Renowned Bahrain-based artist Mosawi is someone who takes his social responsibility in stride with the commitments of his profession. He regularly dedicates significant time to the achievement of globally important goals like environment conservation and climate change, through his standing in the community and prowess as an artist. In recent interviews, Mosawi can be seen talking about his involvement with Project Peace 2020; a UN initiative that helps raise awareness of global sustainability, climate change and environmental concerns through the art. He runs regular workshops with children to develop their artistic abilities, in order to enable them to express their concern over global issues, being sensitive to children’s ability for genuine expression. He dedicates significant resources to run large-scale workshops where young children can interact with, and create, innovative art pieces related to the harms of plastic pollution; this is a powerful practice that can instill a lifelong consciousness of their connection to nature. This connection, over time, can form part of the children’s moral compass, with genuine care of the environment becoming an innate attribute that results in unforced positive action.

 


The creativity of international artists in this arena to solve sustainability issues has also resulted in extremely powerful work that has had entire communities transform. For example, Frances Whitehead of the USA, once planted 453 pink blossomed service-berry trees that double as thermometers, on an abandoned railway track. The flowers bloom for five days, attract public attention for the sheer beauty they represent, and also notify the public of changes in temperature with their appearance – this converts ordinary citizens into climate change activists.

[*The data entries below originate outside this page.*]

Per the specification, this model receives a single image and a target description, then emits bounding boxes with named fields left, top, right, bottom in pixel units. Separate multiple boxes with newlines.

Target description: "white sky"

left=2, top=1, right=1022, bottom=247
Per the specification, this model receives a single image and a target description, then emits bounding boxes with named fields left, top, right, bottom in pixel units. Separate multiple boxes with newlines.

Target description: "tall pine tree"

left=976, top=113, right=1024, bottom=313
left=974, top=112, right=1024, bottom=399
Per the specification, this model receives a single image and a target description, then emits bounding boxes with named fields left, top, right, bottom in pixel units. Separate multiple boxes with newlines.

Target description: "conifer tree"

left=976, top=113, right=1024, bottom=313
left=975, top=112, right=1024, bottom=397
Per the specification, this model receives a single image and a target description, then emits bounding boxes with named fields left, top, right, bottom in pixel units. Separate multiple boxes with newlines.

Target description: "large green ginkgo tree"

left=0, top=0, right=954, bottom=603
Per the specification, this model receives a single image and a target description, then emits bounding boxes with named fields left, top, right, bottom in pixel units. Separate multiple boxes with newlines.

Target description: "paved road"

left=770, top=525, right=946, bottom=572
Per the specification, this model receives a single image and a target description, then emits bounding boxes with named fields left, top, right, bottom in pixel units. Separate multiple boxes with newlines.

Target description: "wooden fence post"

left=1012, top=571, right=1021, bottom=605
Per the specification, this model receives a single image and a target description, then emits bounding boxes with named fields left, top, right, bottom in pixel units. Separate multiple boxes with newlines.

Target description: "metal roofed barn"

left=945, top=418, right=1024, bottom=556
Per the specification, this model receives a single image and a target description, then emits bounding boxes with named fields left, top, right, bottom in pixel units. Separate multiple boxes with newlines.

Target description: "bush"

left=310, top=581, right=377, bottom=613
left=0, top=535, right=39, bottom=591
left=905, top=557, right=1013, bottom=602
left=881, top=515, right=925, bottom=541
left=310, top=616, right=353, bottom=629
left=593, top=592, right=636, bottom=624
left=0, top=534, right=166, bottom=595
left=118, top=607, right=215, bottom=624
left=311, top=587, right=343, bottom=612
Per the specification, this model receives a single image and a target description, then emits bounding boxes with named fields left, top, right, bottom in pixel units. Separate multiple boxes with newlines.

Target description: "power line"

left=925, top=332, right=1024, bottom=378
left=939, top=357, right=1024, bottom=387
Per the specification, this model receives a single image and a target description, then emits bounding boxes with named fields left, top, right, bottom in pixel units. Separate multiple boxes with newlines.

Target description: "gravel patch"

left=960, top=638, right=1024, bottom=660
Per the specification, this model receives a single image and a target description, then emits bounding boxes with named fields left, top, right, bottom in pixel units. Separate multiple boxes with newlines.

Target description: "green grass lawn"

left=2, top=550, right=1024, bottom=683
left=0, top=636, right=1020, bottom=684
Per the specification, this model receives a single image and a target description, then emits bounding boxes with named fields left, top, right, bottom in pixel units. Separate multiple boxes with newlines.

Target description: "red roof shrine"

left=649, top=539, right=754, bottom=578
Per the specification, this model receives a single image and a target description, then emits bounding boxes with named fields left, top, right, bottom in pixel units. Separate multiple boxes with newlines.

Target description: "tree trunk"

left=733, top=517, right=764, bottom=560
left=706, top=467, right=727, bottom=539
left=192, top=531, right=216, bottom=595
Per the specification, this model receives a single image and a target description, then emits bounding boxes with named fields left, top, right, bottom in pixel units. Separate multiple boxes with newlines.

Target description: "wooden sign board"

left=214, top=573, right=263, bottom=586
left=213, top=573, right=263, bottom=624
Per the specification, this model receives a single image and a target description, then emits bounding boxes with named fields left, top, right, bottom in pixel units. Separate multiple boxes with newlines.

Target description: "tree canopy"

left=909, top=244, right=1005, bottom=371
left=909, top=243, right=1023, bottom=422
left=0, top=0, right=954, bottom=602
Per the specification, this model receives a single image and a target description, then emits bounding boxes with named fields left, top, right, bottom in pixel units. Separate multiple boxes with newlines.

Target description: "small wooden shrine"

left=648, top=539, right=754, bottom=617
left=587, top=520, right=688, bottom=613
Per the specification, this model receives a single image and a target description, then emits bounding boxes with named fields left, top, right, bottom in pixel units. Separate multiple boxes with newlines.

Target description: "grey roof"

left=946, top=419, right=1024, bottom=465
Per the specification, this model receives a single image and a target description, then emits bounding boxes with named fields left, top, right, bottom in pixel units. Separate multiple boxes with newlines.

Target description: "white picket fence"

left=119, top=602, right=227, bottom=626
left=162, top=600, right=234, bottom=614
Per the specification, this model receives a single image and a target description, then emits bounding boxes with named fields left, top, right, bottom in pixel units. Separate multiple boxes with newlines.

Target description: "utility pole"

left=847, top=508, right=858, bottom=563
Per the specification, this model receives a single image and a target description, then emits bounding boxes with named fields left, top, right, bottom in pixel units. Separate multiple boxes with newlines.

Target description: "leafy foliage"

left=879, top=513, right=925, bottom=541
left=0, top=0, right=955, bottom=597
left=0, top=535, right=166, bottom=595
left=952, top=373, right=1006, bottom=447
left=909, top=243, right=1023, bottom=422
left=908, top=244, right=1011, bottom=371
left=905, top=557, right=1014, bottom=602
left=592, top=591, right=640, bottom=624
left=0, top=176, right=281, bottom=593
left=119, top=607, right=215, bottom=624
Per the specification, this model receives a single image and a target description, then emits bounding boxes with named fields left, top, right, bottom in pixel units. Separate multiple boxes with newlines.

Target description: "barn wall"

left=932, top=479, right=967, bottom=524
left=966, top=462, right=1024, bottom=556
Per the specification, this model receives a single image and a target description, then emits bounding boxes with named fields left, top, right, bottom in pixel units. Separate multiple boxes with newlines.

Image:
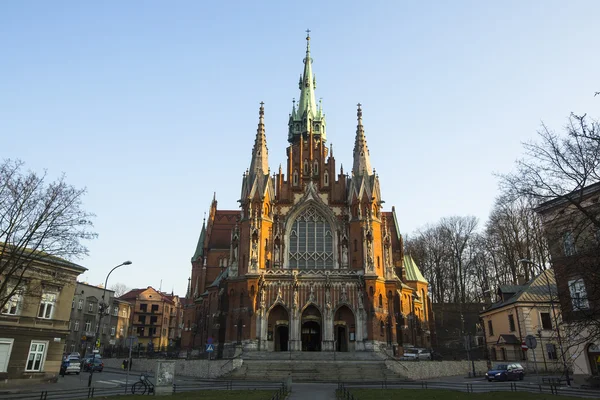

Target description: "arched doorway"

left=334, top=305, right=355, bottom=352
left=587, top=343, right=600, bottom=375
left=268, top=305, right=289, bottom=352
left=301, top=305, right=322, bottom=351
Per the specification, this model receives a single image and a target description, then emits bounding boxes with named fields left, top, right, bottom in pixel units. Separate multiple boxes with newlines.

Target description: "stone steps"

left=223, top=359, right=405, bottom=382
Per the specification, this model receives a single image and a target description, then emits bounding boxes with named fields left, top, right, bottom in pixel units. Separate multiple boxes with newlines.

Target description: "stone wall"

left=385, top=360, right=489, bottom=380
left=103, top=358, right=243, bottom=379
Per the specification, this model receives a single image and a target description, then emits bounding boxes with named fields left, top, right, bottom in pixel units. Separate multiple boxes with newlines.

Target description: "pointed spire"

left=186, top=277, right=191, bottom=298
left=249, top=102, right=269, bottom=177
left=297, top=30, right=317, bottom=118
left=352, top=103, right=373, bottom=176
left=191, top=217, right=206, bottom=262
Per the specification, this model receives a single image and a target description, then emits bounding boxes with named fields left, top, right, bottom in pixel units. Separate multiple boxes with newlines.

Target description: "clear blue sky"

left=1, top=1, right=599, bottom=296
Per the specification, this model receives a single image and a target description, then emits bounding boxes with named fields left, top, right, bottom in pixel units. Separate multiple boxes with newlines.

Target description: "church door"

left=276, top=326, right=289, bottom=352
left=301, top=321, right=321, bottom=351
left=336, top=325, right=347, bottom=352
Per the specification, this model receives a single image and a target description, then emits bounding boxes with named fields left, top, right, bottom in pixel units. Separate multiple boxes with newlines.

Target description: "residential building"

left=113, top=298, right=132, bottom=348
left=480, top=270, right=566, bottom=372
left=119, top=287, right=183, bottom=352
left=0, top=250, right=86, bottom=384
left=181, top=33, right=433, bottom=357
left=66, top=282, right=117, bottom=357
left=535, top=182, right=600, bottom=376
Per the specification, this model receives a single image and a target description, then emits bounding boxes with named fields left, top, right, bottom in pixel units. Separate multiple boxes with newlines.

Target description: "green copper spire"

left=288, top=30, right=326, bottom=143
left=297, top=30, right=317, bottom=119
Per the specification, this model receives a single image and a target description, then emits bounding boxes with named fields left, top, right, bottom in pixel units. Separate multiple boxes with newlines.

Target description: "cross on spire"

left=306, top=29, right=311, bottom=37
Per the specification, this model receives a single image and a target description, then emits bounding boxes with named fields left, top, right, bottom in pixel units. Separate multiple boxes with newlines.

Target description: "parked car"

left=69, top=352, right=81, bottom=359
left=65, top=358, right=81, bottom=375
left=402, top=348, right=432, bottom=360
left=486, top=363, right=525, bottom=381
left=81, top=356, right=104, bottom=372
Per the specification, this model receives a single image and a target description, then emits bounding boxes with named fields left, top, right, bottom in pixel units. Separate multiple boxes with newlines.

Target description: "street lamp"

left=88, top=261, right=132, bottom=387
left=518, top=259, right=571, bottom=386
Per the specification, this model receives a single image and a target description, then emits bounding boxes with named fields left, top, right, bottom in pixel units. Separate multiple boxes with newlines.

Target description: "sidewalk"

left=288, top=383, right=337, bottom=400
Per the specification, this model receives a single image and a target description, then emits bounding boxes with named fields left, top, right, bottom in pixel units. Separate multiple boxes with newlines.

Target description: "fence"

left=337, top=381, right=600, bottom=399
left=0, top=381, right=286, bottom=400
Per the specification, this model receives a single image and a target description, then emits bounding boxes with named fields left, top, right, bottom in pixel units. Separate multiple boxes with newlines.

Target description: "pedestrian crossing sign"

left=206, top=344, right=214, bottom=352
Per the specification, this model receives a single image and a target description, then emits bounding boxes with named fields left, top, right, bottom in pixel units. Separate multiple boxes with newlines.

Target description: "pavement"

left=288, top=383, right=337, bottom=400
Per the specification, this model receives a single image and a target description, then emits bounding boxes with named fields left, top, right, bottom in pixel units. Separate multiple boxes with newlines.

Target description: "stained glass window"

left=288, top=206, right=334, bottom=269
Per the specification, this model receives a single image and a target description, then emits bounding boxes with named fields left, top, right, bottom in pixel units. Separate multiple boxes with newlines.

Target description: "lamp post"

left=88, top=261, right=132, bottom=388
left=518, top=259, right=571, bottom=386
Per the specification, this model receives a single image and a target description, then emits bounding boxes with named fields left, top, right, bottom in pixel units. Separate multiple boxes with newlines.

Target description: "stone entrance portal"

left=268, top=305, right=289, bottom=352
left=301, top=305, right=322, bottom=351
left=336, top=325, right=347, bottom=352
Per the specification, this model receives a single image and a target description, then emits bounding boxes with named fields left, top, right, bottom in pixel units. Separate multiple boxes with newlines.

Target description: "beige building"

left=120, top=287, right=183, bottom=352
left=480, top=270, right=567, bottom=372
left=0, top=252, right=86, bottom=385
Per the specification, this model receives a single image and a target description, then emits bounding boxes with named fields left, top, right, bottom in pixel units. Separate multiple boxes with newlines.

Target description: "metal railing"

left=0, top=381, right=286, bottom=400
left=337, top=381, right=600, bottom=399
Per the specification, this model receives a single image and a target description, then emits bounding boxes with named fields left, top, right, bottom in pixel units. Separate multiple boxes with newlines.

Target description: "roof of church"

left=403, top=254, right=427, bottom=283
left=207, top=210, right=238, bottom=249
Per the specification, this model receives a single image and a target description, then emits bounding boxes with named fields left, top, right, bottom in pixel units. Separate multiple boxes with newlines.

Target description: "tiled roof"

left=484, top=269, right=557, bottom=312
left=403, top=254, right=428, bottom=283
left=209, top=267, right=229, bottom=288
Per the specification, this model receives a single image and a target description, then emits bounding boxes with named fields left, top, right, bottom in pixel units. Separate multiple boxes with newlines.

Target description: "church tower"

left=182, top=32, right=432, bottom=356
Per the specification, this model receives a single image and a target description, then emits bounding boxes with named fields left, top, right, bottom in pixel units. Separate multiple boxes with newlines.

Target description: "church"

left=181, top=33, right=433, bottom=356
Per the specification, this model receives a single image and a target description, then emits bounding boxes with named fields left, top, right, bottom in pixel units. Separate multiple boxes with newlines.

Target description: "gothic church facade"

left=182, top=34, right=433, bottom=355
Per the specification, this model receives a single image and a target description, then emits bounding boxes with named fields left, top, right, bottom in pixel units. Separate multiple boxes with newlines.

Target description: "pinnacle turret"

left=352, top=103, right=373, bottom=176
left=249, top=102, right=269, bottom=177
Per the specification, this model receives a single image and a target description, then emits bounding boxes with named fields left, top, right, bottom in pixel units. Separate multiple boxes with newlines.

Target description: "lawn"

left=97, top=390, right=275, bottom=400
left=348, top=389, right=586, bottom=400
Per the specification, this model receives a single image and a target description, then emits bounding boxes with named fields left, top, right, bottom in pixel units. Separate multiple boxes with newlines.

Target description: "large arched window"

left=288, top=206, right=334, bottom=269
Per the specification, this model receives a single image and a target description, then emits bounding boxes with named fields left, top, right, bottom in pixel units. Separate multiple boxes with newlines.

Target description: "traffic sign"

left=206, top=344, right=214, bottom=353
left=207, top=337, right=213, bottom=344
left=521, top=342, right=528, bottom=351
left=525, top=335, right=538, bottom=350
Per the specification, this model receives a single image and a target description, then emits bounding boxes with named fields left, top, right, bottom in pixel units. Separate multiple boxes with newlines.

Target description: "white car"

left=402, top=348, right=431, bottom=360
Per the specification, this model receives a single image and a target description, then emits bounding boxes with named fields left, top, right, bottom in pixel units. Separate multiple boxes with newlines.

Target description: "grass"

left=96, top=390, right=275, bottom=400
left=348, top=389, right=586, bottom=400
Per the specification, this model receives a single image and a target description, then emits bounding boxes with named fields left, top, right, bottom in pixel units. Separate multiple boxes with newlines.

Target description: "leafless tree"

left=110, top=283, right=130, bottom=298
left=0, top=159, right=96, bottom=311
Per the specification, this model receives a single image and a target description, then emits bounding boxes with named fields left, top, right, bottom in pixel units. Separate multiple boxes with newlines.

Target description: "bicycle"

left=131, top=374, right=155, bottom=395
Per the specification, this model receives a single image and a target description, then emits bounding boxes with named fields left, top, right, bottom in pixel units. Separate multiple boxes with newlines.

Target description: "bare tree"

left=0, top=159, right=96, bottom=311
left=110, top=283, right=130, bottom=298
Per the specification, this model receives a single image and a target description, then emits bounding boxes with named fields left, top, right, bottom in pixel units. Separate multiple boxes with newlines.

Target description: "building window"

left=568, top=279, right=590, bottom=310
left=88, top=302, right=94, bottom=313
left=113, top=306, right=118, bottom=316
left=37, top=292, right=57, bottom=319
left=304, top=159, right=309, bottom=175
left=378, top=294, right=383, bottom=308
left=122, top=309, right=128, bottom=318
left=487, top=320, right=494, bottom=336
left=140, top=304, right=148, bottom=312
left=546, top=343, right=558, bottom=360
left=111, top=326, right=116, bottom=336
left=84, top=320, right=91, bottom=332
left=0, top=339, right=14, bottom=373
left=323, top=171, right=329, bottom=186
left=74, top=321, right=80, bottom=331
left=288, top=206, right=334, bottom=269
left=25, top=341, right=47, bottom=372
left=139, top=315, right=146, bottom=324
left=1, top=285, right=23, bottom=315
left=540, top=312, right=552, bottom=330
left=293, top=170, right=299, bottom=186
left=508, top=314, right=516, bottom=332
left=151, top=304, right=159, bottom=313
left=313, top=161, right=318, bottom=175
left=102, top=324, right=107, bottom=334
left=563, top=231, right=576, bottom=256
left=380, top=321, right=384, bottom=336
left=490, top=347, right=497, bottom=360
left=78, top=299, right=83, bottom=310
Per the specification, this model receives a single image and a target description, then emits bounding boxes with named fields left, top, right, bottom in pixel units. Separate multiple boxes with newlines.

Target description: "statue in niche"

left=232, top=243, right=238, bottom=262
left=384, top=246, right=391, bottom=268
left=341, top=242, right=349, bottom=266
left=366, top=240, right=374, bottom=271
left=276, top=284, right=283, bottom=302
left=341, top=283, right=348, bottom=302
left=358, top=289, right=364, bottom=309
left=293, top=288, right=299, bottom=308
left=325, top=289, right=331, bottom=309
left=251, top=238, right=258, bottom=260
left=274, top=242, right=280, bottom=263
left=259, top=285, right=266, bottom=309
left=309, top=284, right=315, bottom=302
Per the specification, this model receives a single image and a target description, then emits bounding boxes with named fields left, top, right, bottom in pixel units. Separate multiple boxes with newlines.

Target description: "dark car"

left=486, top=363, right=525, bottom=381
left=81, top=356, right=104, bottom=372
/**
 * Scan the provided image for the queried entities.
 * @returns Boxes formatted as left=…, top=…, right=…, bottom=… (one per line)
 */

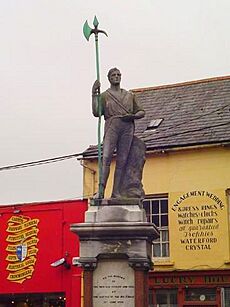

This, precisely, is the strongest impact that art can have on the masses. With the support of artists like Abbas al Mosawi retraining consciouses, the severe disconnect between modern life and nature can be slowly overcome. A thoughtful visually powerful project like that of Frances Whitehead cannot be too far off in a city like Dubai either, with its population to be as aware, proactive and well-traveled as it is. The IFDC space in a central metropolitan city under pragmatic leadership, can catalyse this process, by cradling more sustainability-linked artwork and artists to spark a more environmentally active Dubai for us all.